For the High School Musical
cast, the opportunity to give back to fans has been its own reward. From Make-A-Wish to Feeding America to St. Jude Children's Hospital, the HSM
stars have brightened the lives of children across the country. "It's a very humbling experience," Efron says of working with the Make-A-Wish children, all of whom are coping with life-threatening medical conditions. "The fact that for a minute we can let them forget about whatever issues they are currently going through and take them into the High School Musical
world, which is more carefree and fun. That's a pretty thrilling aspect of it."

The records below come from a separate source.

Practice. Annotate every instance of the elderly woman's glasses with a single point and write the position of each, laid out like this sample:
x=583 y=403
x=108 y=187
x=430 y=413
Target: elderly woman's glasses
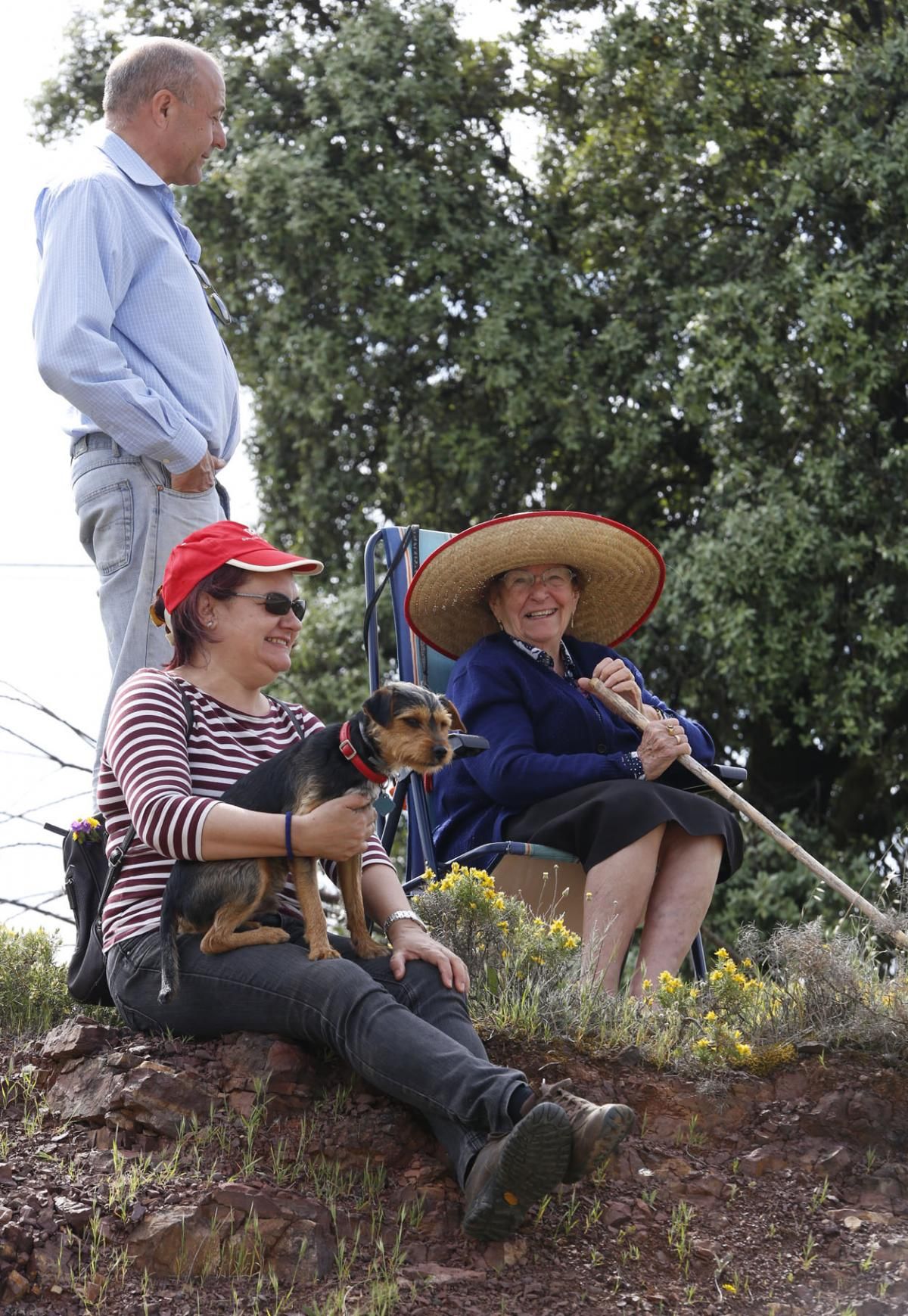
x=275 y=603
x=557 y=578
x=213 y=297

Naturally, the kids are pretty thrilled themselves. "The High School Musical
cast always treats the kids like VIPs," says Brent Goodrich, spokesman for the Make-A-Wish foundation. "It's something the kids carry with them for a long time afterwards." Upon meeting her idol Zac, "I was really freaking out and shaking!" says Anna, 11, who battles a condition that prevents her body from metabolizing some proteins. "I am really glad I met him. He makes me so happy."

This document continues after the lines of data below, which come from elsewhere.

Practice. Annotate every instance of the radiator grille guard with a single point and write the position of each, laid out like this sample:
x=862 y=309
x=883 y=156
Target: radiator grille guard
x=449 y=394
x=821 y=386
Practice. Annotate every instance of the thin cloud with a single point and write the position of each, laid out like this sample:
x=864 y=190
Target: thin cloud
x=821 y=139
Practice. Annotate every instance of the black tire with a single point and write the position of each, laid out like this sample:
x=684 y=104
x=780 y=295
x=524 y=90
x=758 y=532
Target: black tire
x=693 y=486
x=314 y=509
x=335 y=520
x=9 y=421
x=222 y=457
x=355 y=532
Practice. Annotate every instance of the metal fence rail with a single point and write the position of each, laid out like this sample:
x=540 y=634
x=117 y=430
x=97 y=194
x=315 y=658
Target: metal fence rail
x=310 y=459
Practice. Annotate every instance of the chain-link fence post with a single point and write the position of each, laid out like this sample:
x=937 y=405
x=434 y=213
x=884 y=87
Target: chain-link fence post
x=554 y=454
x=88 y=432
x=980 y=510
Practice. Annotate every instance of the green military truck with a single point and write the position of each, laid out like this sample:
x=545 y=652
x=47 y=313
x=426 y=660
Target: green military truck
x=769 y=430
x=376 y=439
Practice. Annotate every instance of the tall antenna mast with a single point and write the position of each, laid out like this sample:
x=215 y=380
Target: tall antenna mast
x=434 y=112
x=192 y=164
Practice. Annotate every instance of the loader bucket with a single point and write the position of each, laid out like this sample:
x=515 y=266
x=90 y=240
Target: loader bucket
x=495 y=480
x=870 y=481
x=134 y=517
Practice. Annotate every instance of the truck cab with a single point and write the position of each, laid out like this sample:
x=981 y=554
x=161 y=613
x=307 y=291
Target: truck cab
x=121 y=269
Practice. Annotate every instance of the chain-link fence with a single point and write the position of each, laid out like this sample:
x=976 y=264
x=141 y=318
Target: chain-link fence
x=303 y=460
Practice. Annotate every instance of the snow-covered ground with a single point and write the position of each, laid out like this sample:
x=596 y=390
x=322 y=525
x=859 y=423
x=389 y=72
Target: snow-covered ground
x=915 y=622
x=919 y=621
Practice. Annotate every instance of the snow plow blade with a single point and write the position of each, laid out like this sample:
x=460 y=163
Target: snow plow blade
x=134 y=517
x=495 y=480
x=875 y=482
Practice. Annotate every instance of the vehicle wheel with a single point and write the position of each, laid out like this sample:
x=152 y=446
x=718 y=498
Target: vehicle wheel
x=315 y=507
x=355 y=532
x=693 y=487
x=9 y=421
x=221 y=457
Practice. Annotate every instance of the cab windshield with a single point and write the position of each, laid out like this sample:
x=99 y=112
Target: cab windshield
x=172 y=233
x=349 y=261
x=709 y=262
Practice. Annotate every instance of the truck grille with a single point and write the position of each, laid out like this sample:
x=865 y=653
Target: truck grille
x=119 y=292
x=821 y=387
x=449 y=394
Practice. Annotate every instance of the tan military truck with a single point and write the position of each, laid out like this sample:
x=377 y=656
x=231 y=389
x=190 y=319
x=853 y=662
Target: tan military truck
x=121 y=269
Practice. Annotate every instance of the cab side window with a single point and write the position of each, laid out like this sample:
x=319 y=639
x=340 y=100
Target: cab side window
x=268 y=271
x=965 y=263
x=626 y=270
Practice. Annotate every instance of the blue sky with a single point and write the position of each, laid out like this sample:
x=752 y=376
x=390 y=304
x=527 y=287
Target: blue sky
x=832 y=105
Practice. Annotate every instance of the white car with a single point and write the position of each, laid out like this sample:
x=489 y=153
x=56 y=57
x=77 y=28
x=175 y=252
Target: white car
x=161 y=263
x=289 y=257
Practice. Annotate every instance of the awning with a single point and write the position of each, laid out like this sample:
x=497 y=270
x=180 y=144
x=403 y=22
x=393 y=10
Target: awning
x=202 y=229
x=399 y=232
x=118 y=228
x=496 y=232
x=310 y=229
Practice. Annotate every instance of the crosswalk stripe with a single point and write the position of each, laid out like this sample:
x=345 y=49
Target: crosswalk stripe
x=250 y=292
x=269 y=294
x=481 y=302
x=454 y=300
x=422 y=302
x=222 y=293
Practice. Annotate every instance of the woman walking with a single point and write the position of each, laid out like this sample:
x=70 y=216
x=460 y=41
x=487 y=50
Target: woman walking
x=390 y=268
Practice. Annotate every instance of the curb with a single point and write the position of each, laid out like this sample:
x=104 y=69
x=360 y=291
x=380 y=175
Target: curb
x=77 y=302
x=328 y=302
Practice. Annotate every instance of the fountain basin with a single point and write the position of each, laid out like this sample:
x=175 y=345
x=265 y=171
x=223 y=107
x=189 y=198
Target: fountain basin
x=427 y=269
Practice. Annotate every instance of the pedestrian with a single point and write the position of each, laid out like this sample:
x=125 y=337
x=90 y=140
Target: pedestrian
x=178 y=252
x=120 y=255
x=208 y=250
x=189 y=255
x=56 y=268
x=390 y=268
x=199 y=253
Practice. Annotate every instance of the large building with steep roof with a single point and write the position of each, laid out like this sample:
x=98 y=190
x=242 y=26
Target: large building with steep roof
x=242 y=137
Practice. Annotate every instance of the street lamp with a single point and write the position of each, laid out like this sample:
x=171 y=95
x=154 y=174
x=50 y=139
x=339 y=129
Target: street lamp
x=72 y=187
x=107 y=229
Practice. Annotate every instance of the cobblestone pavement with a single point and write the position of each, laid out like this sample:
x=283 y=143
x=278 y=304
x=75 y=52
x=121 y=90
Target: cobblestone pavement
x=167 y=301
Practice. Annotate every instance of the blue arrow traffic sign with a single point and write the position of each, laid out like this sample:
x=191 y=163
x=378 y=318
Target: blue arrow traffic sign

Those are the moments that mean the most, says Ashley Tisdale
, who is also active with Make-A-Wish. The kids "have such amazing spirits and their personalities are so beautiful," says Tisdale, recalling an especially memorable encounter with a spunky little girl during a set visit on HSM3
. "Everyone was like, 'She loves you, Ashley. She wants to meet Sharpay,'" says Tisdale. "So I went down there and I had my dog Maui with me and the little girl, all she wanted was to be with Maui! It was all about my dog!"
For Monique Coleman, giving back means setting a good example for fans. "I wanted to show that I stand for something more important than what I am doing on the screen," says the star, who is raising awareness of childhood hunger in the U.S. as an active supporter of Feeding America.

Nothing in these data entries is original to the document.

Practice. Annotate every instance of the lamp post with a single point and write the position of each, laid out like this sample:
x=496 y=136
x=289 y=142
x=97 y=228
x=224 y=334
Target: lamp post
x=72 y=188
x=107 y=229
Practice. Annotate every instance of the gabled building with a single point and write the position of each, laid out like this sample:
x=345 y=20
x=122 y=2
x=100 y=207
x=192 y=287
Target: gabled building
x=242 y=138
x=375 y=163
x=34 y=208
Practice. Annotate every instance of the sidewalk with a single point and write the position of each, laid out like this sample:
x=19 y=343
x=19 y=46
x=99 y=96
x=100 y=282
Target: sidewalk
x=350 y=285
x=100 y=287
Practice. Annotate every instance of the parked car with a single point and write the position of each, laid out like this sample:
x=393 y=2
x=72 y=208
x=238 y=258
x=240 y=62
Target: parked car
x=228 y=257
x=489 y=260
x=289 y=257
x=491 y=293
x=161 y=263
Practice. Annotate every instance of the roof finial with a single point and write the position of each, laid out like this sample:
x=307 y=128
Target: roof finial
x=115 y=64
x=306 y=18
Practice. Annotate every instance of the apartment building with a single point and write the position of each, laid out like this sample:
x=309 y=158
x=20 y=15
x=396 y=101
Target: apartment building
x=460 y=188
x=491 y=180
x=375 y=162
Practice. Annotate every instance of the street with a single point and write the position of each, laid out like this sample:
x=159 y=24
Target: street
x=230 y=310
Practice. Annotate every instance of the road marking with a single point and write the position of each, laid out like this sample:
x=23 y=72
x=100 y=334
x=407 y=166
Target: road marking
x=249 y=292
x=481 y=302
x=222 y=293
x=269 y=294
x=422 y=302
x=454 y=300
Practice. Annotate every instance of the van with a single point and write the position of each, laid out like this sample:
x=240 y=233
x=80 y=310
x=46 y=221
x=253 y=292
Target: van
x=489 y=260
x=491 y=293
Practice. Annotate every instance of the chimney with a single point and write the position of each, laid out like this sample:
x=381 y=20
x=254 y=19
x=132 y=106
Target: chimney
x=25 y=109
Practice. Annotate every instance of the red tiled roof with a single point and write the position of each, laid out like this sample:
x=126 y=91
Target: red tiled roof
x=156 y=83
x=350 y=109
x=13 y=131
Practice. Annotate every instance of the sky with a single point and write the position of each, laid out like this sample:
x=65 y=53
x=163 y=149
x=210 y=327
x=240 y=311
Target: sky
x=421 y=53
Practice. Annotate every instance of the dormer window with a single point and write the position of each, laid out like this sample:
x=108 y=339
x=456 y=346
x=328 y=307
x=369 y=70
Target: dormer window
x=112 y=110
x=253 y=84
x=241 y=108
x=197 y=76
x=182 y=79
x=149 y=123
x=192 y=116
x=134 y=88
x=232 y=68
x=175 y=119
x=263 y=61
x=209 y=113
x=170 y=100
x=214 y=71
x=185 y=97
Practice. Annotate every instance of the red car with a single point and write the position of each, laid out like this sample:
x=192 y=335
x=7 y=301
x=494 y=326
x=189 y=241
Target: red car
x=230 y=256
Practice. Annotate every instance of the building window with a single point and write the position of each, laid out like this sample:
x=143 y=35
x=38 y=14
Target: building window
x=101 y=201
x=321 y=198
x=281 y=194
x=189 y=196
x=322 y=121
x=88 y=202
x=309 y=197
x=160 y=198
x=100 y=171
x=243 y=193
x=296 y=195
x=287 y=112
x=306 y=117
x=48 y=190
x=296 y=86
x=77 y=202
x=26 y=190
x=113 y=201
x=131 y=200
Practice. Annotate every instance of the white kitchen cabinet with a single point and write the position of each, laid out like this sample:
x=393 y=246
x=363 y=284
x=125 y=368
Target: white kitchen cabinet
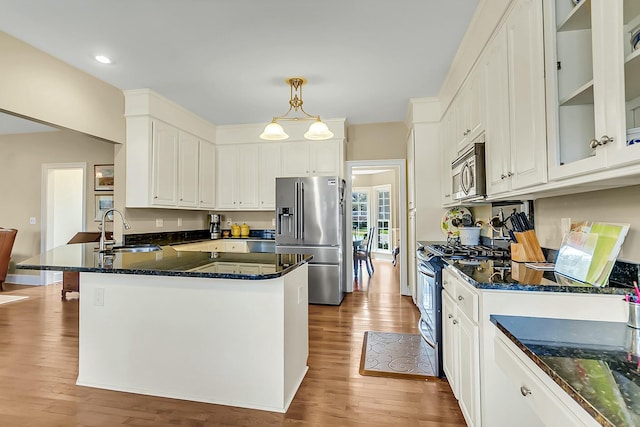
x=448 y=155
x=214 y=246
x=188 y=170
x=165 y=149
x=235 y=246
x=550 y=404
x=411 y=167
x=164 y=170
x=461 y=350
x=207 y=175
x=164 y=166
x=593 y=86
x=450 y=347
x=312 y=158
x=516 y=154
x=237 y=176
x=469 y=109
x=269 y=171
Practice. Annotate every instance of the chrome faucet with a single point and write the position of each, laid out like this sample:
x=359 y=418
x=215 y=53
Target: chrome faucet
x=103 y=240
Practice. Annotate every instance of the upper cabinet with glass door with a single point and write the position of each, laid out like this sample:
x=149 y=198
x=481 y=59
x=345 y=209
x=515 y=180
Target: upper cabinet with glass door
x=591 y=103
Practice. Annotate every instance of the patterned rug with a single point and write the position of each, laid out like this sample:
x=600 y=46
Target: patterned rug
x=389 y=354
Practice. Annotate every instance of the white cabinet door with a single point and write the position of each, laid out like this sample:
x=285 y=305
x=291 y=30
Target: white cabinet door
x=516 y=149
x=527 y=124
x=226 y=177
x=448 y=152
x=269 y=171
x=497 y=145
x=247 y=176
x=324 y=158
x=311 y=158
x=593 y=87
x=207 y=175
x=295 y=159
x=469 y=369
x=469 y=109
x=164 y=166
x=188 y=166
x=411 y=175
x=450 y=342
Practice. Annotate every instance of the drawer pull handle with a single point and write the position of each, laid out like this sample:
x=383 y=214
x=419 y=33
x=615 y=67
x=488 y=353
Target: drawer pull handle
x=524 y=391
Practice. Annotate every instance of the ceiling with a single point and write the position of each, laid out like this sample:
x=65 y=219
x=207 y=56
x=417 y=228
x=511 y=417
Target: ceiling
x=227 y=60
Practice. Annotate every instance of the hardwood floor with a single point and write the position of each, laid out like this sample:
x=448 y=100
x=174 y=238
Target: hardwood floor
x=39 y=357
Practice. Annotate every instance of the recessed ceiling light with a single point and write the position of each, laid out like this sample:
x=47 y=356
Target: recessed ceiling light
x=102 y=59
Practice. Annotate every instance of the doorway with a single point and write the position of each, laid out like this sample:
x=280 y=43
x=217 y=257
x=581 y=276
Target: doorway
x=380 y=190
x=63 y=208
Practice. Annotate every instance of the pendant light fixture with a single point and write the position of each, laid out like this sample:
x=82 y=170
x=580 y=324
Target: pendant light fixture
x=318 y=130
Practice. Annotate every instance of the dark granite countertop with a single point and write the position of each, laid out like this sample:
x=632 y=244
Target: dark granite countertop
x=168 y=262
x=516 y=276
x=595 y=362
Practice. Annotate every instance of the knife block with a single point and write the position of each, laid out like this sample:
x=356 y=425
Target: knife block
x=527 y=249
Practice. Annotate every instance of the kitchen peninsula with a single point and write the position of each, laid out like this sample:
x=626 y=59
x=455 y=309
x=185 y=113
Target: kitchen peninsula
x=168 y=324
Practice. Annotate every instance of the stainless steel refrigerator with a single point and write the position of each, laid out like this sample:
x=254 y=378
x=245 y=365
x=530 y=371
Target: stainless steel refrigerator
x=310 y=220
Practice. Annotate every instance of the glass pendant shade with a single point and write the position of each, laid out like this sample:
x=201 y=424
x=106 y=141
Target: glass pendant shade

Some of the work can be heartbreaking. Corbin Bleu
recalls meeting with a young girl on the set of HSM3
who died of cancer soon after. "Her family sent me a letter thanking me for spending time with her and saying that some of her last moments were really wonderful because of it," says Bleu, who is involved with the Starlight Children's Foundation. "It showed me that time is so crucial."
It's a lesson that all of the HSM
stars carry with them, along with the memories of the kids whose lives they touch—and who inspire them right back. "It's nice that we can make these kids forget what their life is like for a couple minutes," says Tisdale. "That's what gets me thinking, 'Oh yeah, that's why I do this.'"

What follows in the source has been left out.